This is the mail archive of the
mailing list for the glibc project.
Re: [RFC PATCH] getcpu_cache system call: caching current CPU number (x86)
- From: Mathieu Desnoyers <mathieu dot desnoyers at efficios dot com>
- To: Ben Maurer <bmaurer at fb dot com>
- Cc: Paul Turner <pjt at google dot com>, Andrew Hunter <ahh at google dot com>, Peter Zijlstra <peterz at infradead dot org>, Ingo Molnar <mingo at redhat dot com>, rostedt <rostedt at goodmis dot org>, "Paul E. McKenney" <paulmck at linux dot vnet dot ibm dot com>, Josh Triplett <josh at joshtriplett dot org>, Lai Jiangshan <laijs at cn dot fujitsu dot com>, Linus Torvalds <torvalds at linux-foundation dot org>, Andrew Morton <akpm at linux-foundation dot org>, linux-api <linux-api at vger dot kernel dot org>, libc-alpha <libc-alpha at sourceware dot org>
- Date: Thu, 16 Jul 2015 18:08:08 +0000 (UTC)
- Subject: Re: [RFC PATCH] getcpu_cache system call: caching current CPU number (x86)
- Authentication-results: sourceware.org; auth=none
- References: <1436724386-30909-1-git-send-email-mathieu dot desnoyers at efficios dot com> <5CDDBDF2D36D9F43B9F5E99003F6A0D48D5F39C6 at PRN-MBX02-1 dot TheFacebook dot com> <587954201 dot 31 dot 1436808992876 dot JavaMail dot zimbra at efficios dot com> <5CDDBDF2D36D9F43B9F5E99003F6A0D48D5F5DA0 at PRN-MBX02-1 dot TheFacebook dot com>
----- On Jul 14, 2015, at 5:34 AM, Ben Maurer firstname.lastname@example.org wrote:
> Mathieu Desnoyers wrote:
>> If we invoke this per-thread registration directly in the glibc NPTL
>> in start_thread, do you think it would fit your requirements ?
> I guess this would basically be transparent to the user -- we'd just need to
> make sure that the registration happens very early, before any chance of
> calling malloc.
Yes, this is my thinking too.
> That said, having the ability for the kernel to understand that TLS
> implementation are laid out using the same offset on each thread seems like
> something that could be valuable long term.

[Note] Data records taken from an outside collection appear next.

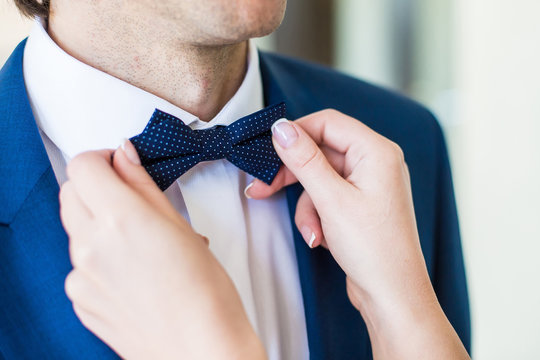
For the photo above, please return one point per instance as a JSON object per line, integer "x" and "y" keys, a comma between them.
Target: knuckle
{"x": 393, "y": 155}
{"x": 331, "y": 112}
{"x": 76, "y": 164}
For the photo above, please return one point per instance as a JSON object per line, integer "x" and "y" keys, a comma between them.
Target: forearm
{"x": 413, "y": 328}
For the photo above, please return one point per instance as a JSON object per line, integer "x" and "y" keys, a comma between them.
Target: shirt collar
{"x": 80, "y": 108}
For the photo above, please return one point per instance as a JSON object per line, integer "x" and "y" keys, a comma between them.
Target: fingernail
{"x": 284, "y": 133}
{"x": 308, "y": 235}
{"x": 246, "y": 190}
{"x": 130, "y": 152}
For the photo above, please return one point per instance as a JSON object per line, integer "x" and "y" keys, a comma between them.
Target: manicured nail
{"x": 308, "y": 235}
{"x": 130, "y": 152}
{"x": 247, "y": 188}
{"x": 284, "y": 133}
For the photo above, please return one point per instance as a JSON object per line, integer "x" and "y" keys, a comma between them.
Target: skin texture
{"x": 367, "y": 221}
{"x": 190, "y": 53}
{"x": 152, "y": 291}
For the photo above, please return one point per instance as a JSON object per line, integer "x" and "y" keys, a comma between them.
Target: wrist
{"x": 401, "y": 326}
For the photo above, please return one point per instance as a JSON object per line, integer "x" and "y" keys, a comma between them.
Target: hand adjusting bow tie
{"x": 168, "y": 148}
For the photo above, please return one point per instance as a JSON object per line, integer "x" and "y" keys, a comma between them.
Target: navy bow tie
{"x": 168, "y": 148}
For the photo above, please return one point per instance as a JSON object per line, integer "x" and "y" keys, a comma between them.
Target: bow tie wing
{"x": 167, "y": 148}
{"x": 253, "y": 150}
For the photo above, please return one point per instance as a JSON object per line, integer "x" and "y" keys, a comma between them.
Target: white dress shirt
{"x": 79, "y": 108}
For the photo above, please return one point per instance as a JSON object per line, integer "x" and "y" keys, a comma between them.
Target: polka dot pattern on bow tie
{"x": 168, "y": 148}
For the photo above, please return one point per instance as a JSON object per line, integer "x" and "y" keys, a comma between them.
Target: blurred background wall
{"x": 476, "y": 65}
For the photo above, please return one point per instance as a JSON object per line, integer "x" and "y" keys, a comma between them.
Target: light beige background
{"x": 489, "y": 105}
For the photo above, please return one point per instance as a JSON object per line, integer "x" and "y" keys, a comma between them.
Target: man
{"x": 92, "y": 73}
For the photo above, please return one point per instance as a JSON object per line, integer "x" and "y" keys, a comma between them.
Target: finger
{"x": 305, "y": 160}
{"x": 308, "y": 222}
{"x": 97, "y": 184}
{"x": 128, "y": 166}
{"x": 74, "y": 214}
{"x": 258, "y": 189}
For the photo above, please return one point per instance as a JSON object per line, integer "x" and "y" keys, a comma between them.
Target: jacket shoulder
{"x": 384, "y": 110}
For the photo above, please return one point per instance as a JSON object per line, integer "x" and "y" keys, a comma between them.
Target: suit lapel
{"x": 335, "y": 328}
{"x": 23, "y": 159}
{"x": 37, "y": 318}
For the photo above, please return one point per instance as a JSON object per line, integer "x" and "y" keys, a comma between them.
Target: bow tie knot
{"x": 215, "y": 143}
{"x": 168, "y": 148}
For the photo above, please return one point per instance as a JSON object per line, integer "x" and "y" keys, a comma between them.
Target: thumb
{"x": 127, "y": 164}
{"x": 306, "y": 161}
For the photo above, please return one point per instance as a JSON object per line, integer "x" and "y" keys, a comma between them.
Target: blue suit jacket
{"x": 36, "y": 318}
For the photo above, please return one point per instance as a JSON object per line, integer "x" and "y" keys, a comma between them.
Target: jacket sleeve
{"x": 449, "y": 279}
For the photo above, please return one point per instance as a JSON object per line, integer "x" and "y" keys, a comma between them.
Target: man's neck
{"x": 198, "y": 79}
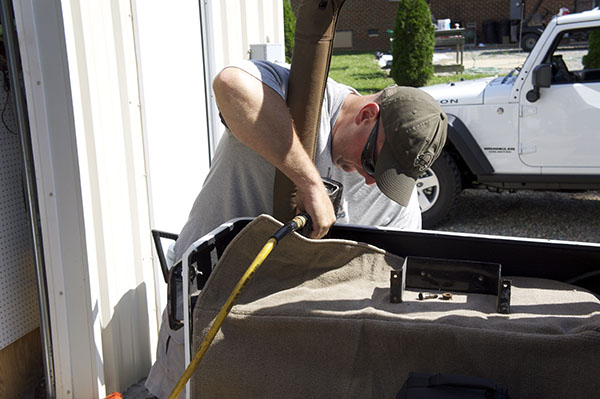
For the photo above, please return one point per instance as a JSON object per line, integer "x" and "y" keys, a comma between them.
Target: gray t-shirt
{"x": 240, "y": 182}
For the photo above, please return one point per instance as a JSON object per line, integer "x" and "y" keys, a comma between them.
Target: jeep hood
{"x": 467, "y": 92}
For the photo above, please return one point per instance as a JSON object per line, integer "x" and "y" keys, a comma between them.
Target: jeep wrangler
{"x": 537, "y": 128}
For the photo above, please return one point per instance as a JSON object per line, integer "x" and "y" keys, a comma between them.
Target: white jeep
{"x": 537, "y": 128}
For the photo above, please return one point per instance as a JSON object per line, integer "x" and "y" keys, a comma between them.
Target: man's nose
{"x": 369, "y": 180}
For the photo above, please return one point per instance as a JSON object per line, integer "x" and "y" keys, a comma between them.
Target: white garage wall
{"x": 120, "y": 110}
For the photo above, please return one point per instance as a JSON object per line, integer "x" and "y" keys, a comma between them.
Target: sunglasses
{"x": 368, "y": 156}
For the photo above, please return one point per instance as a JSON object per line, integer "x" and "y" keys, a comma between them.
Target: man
{"x": 387, "y": 138}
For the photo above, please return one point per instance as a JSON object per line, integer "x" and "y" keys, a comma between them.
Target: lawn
{"x": 362, "y": 72}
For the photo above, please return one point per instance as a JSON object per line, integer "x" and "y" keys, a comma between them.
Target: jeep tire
{"x": 438, "y": 189}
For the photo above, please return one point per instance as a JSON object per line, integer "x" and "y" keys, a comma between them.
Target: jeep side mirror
{"x": 541, "y": 77}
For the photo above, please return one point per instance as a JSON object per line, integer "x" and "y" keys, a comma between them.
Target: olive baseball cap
{"x": 415, "y": 132}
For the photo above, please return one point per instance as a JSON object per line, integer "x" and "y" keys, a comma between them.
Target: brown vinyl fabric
{"x": 316, "y": 322}
{"x": 313, "y": 44}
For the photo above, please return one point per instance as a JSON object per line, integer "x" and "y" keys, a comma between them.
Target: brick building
{"x": 363, "y": 24}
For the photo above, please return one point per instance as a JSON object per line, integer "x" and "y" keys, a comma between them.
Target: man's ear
{"x": 367, "y": 113}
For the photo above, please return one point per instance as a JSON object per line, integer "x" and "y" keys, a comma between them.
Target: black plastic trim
{"x": 467, "y": 147}
{"x": 517, "y": 181}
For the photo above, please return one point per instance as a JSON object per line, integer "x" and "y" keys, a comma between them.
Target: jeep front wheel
{"x": 438, "y": 189}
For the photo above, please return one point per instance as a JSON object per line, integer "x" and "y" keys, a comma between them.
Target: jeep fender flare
{"x": 466, "y": 146}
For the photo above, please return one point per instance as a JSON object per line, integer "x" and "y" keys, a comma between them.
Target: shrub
{"x": 592, "y": 59}
{"x": 412, "y": 47}
{"x": 289, "y": 26}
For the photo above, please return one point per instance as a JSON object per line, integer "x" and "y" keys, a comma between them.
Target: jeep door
{"x": 560, "y": 131}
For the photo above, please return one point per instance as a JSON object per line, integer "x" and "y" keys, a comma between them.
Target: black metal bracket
{"x": 452, "y": 275}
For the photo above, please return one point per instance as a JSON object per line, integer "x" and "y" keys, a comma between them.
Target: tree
{"x": 412, "y": 46}
{"x": 592, "y": 59}
{"x": 289, "y": 26}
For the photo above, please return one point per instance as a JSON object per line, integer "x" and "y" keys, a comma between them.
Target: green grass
{"x": 362, "y": 72}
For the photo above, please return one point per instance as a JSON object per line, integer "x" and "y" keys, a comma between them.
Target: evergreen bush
{"x": 412, "y": 47}
{"x": 592, "y": 59}
{"x": 289, "y": 26}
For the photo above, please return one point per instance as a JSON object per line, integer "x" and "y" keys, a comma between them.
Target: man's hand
{"x": 314, "y": 200}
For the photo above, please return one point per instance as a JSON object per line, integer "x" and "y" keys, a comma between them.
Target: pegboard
{"x": 19, "y": 313}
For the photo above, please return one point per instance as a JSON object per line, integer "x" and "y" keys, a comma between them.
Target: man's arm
{"x": 260, "y": 119}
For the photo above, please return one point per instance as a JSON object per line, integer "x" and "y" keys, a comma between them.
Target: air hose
{"x": 295, "y": 224}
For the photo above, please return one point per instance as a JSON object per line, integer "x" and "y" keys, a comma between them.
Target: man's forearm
{"x": 260, "y": 119}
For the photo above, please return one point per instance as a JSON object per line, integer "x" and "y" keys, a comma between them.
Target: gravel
{"x": 531, "y": 214}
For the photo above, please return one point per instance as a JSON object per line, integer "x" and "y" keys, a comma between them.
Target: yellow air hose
{"x": 297, "y": 223}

Doing so makes it possible to build
> other TLS-based features without forcing each thread to be registered.
AFAIU, using a fixed hardcoded ABI between kernel and user-space might make
transition from the pre-existing ABI (where this memory area is not
reserved) a bit tricky without registering the area, or getting a "feature"
flag, through a system call.
The related question then becomes: should we issue this system call once
per process, or once per thread at thread creation ? Issuing it once per
thread is marginally more costly for thread creation, but seems to be
easier to deal with internally within the kernel.
We could however ensure that only a single system call is needed per new-coming
thread, rather than one system call per feature. One way to do this would be
to register an area that may contain more than just the CPU id. It could
consist of an expandable structure with fixed offsets. When registered, we
could pass the size of that structure as an argument to the system call, so
the kernel knows which features are expected by user-space.